Smart employers and good interviewers will spend time with you, ask you hard
questions, get to the bottom of what you know and don't know without asking
you to spend hours writing some useless piece of code, or giving you
algorithmic problems for a job that will rarely if ever use them. That said,
just because I dislike leetcode style interviews and take home problems
doesn't mean I dislike hard questions, tough problems and figuring out how you
think. I just think it is highly disrespectful and frankly discriminatory
against experienced people to ask them to spend hours writing code as part of
an interview process or answering questions which the entire industry knows
people have to study for to get pass. I call it discriminatory because anyone
with a life, family etc can't sacrifice the 4-6 hours for each employer x
maybe 10-15 employers they applied to and are working through the process on.
Not to mention the 1-2 months of study time just to pass a "test" that won't
do anything but get them to the next reviewer as sorry it won't improve their
job skills overall. So it is gamed for the young, fresh out of school
engineers because they are typically single (hence lots of free time), still
in the study mode and they don't know better how disrespectful an employer is
being when they won't give you the time of day till you swing from branch to
branch like a good monkey.

I am a prior founder and a current CTO for a startup, and I absolutely do not
allow these types of interviews, I also happen to have been writing
professional code since the early 90's and lived through the dot com days when
people thought this style of interviewing was good (me included btw) until we
learned it gave us smart people but not people who could deliver products or
solve real problems. So for my interviews and how I train people to conduct
interviews. We focus on learning who you are, what you bring to the table and
that if you joined you will elevate the team both technically and culturally.
That means, you will get asked hard technical questions, you will get tough
scenarios to think through, but you will do that with someone on the team at
all times and you are free to ask us questions to help you. We will not give
you a useless test and say if you can pass this then we will talk to you. No,
that's crap. We will ask you how to talk through real world problems, for
example, we will ask you what data structures you would use for a given
scenario and why, we will ask you what the consequences of those choices are,
and we will collaboratively see if we can work through problems together.
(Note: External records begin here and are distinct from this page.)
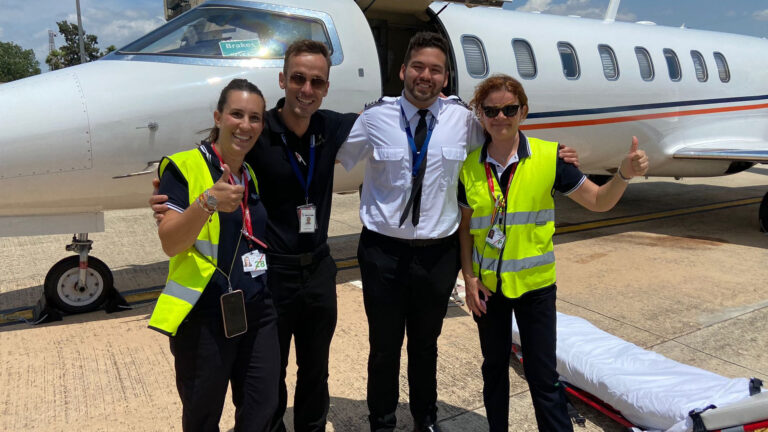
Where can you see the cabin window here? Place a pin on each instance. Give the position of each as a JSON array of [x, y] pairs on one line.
[[645, 63], [526, 63], [610, 66], [231, 32], [673, 64], [569, 60], [722, 67], [699, 65], [474, 54]]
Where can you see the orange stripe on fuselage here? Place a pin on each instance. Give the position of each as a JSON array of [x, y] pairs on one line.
[[639, 117]]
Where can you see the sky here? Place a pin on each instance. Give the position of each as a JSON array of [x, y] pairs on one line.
[[118, 22]]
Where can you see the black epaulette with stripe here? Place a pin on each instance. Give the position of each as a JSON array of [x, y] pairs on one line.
[[374, 103]]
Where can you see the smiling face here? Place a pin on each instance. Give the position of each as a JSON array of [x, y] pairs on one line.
[[240, 122], [502, 127], [424, 76], [305, 82]]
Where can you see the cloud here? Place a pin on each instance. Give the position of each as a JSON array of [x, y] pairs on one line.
[[117, 28], [760, 15], [583, 8]]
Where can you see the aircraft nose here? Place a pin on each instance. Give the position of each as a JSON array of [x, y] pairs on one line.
[[45, 126]]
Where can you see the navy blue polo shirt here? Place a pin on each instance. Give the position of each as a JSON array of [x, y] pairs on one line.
[[280, 188], [568, 178], [173, 184]]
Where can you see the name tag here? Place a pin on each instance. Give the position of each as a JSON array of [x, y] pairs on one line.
[[254, 262], [307, 218]]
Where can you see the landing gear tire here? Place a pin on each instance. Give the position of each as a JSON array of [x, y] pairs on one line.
[[62, 290]]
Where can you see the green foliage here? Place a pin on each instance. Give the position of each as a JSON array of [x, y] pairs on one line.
[[16, 62], [69, 53]]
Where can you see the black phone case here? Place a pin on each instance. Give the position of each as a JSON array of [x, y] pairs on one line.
[[233, 313]]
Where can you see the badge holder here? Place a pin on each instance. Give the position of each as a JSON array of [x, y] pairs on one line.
[[233, 313], [307, 218]]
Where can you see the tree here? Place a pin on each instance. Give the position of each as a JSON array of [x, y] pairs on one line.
[[16, 62], [69, 53]]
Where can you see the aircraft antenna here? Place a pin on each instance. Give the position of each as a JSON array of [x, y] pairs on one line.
[[369, 5], [51, 44], [613, 9]]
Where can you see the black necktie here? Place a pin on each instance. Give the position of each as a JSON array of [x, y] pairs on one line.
[[415, 198]]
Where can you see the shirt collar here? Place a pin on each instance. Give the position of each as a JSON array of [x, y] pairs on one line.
[[523, 149], [411, 110]]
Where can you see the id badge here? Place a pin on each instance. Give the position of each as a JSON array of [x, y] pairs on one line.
[[233, 313], [254, 262], [496, 237], [307, 218]]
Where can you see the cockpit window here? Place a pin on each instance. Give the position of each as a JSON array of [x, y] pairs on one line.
[[229, 32]]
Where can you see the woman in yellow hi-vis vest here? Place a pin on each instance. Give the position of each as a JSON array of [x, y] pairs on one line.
[[216, 307], [507, 255]]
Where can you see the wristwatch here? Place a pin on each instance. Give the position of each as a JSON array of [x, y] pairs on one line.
[[208, 201]]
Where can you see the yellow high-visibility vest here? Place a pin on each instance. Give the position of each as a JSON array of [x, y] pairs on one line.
[[527, 260], [190, 271]]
I
don't care if you can write a perfect line of code or most optimized loop in
whatever language, I care that you know what to write and when. Because with
that knowledge you'll figure out how to do it in any language you know or
learn.

Please also don't misunderstand me, I think people are using the leetcode
style not out of intentional disrespect but out of a lack of training &
understanding of how to properly conduct interviews and find out what someone
knows and is good at. It seems logical to them, they give you a problem today
and you come back to them in a couple of days when you have solved it,
shouldn't take you more than a few hours they say. Yet the reality is the
message this interviewer is sending is that you are not important enough to
talk to until you can jump this high, and oh, btw the height of the stick is
relative to what the interviewer thinks is good but you don't know the
interviewer so good luck with your guess. The interviewer sees it as a way to
weed through lots of resumes and only talk to those who are "serious", but in
the end they just eliminate most of the best candidates that have experience
and self respect because someone with experience and self respect knows a good
interviewer.

I really cannot stress enough, it is not that I don't believe in hard
questions, I just believe it has to be done in a way that is conducive to
learning about the candidate, and you cannot do that in a leet style code
interview or in take home tests. I don't care what you think you know, the
only way to learn about the candidate is to respectfully talk to them like an
intelligent colleague and see what they know and don't know.